Orban’s 5501e is an FM stereo audio processor that provides the functionality of Orban’s stand-alone Optimod-FM 5500 on a PCIe card for Windows computers. It implements two-band and five-band processing, a stereo encoder with Orban’s Half-Cosine Interpolation composite limiter, and a low-latency monitor output. In addition to this classic Optimod-FM audio processing, the 5501e provides a BS.412 multiplex power controller to comply with European regulations.

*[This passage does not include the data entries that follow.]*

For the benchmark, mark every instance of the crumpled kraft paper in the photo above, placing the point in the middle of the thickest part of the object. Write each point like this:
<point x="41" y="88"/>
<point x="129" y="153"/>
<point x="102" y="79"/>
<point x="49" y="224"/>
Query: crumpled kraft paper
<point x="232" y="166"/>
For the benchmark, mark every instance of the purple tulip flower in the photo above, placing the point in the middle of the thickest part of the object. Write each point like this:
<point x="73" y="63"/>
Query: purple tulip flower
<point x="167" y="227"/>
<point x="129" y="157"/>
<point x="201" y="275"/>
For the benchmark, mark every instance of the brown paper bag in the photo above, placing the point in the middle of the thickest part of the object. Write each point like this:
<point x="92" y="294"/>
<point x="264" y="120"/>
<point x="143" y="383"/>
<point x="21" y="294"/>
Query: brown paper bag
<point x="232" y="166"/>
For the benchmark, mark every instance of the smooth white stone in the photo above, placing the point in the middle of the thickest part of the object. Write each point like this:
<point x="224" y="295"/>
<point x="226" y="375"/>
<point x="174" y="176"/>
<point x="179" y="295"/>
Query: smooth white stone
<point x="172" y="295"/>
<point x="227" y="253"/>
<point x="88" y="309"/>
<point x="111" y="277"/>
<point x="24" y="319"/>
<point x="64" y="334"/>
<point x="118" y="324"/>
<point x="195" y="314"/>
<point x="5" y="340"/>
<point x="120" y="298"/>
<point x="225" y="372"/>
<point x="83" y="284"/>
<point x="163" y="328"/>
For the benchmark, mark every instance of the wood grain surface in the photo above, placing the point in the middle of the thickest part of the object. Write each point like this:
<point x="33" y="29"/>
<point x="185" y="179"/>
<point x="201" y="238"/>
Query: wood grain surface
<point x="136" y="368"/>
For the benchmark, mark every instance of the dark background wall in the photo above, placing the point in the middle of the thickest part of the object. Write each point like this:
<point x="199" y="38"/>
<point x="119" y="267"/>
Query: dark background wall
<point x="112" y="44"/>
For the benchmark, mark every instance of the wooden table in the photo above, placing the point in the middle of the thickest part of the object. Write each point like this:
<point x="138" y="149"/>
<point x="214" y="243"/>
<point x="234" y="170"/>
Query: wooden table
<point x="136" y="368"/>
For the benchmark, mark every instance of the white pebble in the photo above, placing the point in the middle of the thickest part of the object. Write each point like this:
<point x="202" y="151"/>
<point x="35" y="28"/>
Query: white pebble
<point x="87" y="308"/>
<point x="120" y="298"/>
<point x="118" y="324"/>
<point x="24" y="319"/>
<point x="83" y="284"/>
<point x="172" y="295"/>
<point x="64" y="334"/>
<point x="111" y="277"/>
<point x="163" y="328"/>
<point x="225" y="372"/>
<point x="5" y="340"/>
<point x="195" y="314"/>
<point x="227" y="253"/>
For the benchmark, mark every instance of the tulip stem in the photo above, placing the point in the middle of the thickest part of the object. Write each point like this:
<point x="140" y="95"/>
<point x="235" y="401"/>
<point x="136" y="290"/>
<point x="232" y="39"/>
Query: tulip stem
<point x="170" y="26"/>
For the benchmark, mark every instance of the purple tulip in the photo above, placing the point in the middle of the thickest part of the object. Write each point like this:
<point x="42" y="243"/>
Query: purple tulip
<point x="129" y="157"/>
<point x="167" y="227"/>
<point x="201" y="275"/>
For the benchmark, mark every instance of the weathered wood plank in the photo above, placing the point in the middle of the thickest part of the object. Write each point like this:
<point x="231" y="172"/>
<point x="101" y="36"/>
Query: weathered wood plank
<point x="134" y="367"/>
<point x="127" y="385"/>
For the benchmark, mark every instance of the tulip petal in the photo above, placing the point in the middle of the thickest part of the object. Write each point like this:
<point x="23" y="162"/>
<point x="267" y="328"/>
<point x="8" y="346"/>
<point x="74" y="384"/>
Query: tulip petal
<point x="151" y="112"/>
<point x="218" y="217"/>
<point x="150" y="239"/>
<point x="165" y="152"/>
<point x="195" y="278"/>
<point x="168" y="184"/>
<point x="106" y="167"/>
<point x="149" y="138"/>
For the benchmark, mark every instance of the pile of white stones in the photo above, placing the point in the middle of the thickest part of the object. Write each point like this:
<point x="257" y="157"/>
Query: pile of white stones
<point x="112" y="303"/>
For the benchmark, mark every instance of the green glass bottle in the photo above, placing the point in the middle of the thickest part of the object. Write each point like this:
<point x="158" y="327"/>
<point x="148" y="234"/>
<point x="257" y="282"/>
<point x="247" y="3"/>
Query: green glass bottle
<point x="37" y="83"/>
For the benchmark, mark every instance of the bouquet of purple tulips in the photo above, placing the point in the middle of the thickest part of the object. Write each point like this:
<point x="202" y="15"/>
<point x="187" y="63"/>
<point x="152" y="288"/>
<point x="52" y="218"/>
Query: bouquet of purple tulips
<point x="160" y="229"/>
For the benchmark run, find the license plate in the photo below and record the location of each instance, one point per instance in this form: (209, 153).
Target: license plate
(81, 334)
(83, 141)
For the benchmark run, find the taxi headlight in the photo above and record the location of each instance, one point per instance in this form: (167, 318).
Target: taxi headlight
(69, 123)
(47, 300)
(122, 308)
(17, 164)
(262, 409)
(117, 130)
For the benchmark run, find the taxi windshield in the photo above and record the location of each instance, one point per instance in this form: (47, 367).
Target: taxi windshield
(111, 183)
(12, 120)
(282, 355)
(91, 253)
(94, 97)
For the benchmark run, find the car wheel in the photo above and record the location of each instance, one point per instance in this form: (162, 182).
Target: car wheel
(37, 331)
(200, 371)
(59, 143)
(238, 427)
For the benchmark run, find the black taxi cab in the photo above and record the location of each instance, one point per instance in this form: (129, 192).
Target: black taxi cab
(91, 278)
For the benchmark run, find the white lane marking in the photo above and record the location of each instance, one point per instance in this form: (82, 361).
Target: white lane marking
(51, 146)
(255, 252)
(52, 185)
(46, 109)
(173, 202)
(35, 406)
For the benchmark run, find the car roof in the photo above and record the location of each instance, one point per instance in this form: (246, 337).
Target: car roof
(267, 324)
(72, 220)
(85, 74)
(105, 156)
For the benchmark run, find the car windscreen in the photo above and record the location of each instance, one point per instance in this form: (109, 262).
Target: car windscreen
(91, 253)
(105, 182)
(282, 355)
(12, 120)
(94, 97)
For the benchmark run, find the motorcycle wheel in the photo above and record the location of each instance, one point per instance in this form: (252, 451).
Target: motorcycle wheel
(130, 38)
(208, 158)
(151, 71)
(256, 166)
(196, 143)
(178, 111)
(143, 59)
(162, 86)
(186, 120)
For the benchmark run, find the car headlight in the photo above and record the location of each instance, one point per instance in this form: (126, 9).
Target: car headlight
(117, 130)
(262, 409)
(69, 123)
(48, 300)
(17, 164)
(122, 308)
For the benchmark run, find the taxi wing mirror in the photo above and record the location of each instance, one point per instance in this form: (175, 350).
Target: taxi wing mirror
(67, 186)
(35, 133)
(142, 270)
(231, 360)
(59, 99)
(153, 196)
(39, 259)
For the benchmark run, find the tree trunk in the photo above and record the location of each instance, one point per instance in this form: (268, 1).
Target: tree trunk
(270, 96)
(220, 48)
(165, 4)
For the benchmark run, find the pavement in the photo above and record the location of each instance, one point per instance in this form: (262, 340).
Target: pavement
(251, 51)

Because the 5501e implements audio processing via onboard DSP chips, it uses few CPU resources. With the addition of the Orban OptiEXP PCIe expansion chassis, one computer can run as many as eight 5501e cards, or any mix of Orban PC 1101e streaming cards and Optimod FM 5501e PC cards
Via a multi-pin connector on its rear flange, the 5501e offers a full complement of hardware inputs and outputs, both analog and AES3 digital. In addition to the usual left/right analog and AES3 digital inputs and outputs, the 5501e supplies two analog composite outputs and two analog SCA inputs.
It has two sync inputs: AES11 sync, and wordclock / 10 MHz (automatically selected). These allow the 5501e’s output sample rate and pilot frequency to be locked to an external reference like GPS.
Additionally, the 5501e appears to Windows as a sound card that provides a Recording input and Playback output, so it can accept a left/right audio input and emit a processed L/R output through the normal Windows Sound mechanism. For example, a 5501e can directly accept the output of playout software that runs on the same computer. Moreover, integration with Windows Sound allows the 5501e to be interfaced to an audio-over-IP distribution system using an Ethernet port and audio-over-IP distribution driver on the host computer.
Like Orban’s popular 1101e audio processor / soundcard, the 5501e can be controlled via 5501e PC Remote software running on the same computer as the 5501e, or on a network. This software supports a connection list that can include multiple 5501e cards, so it can easily connect to a given card, whether local or in another computer on the network.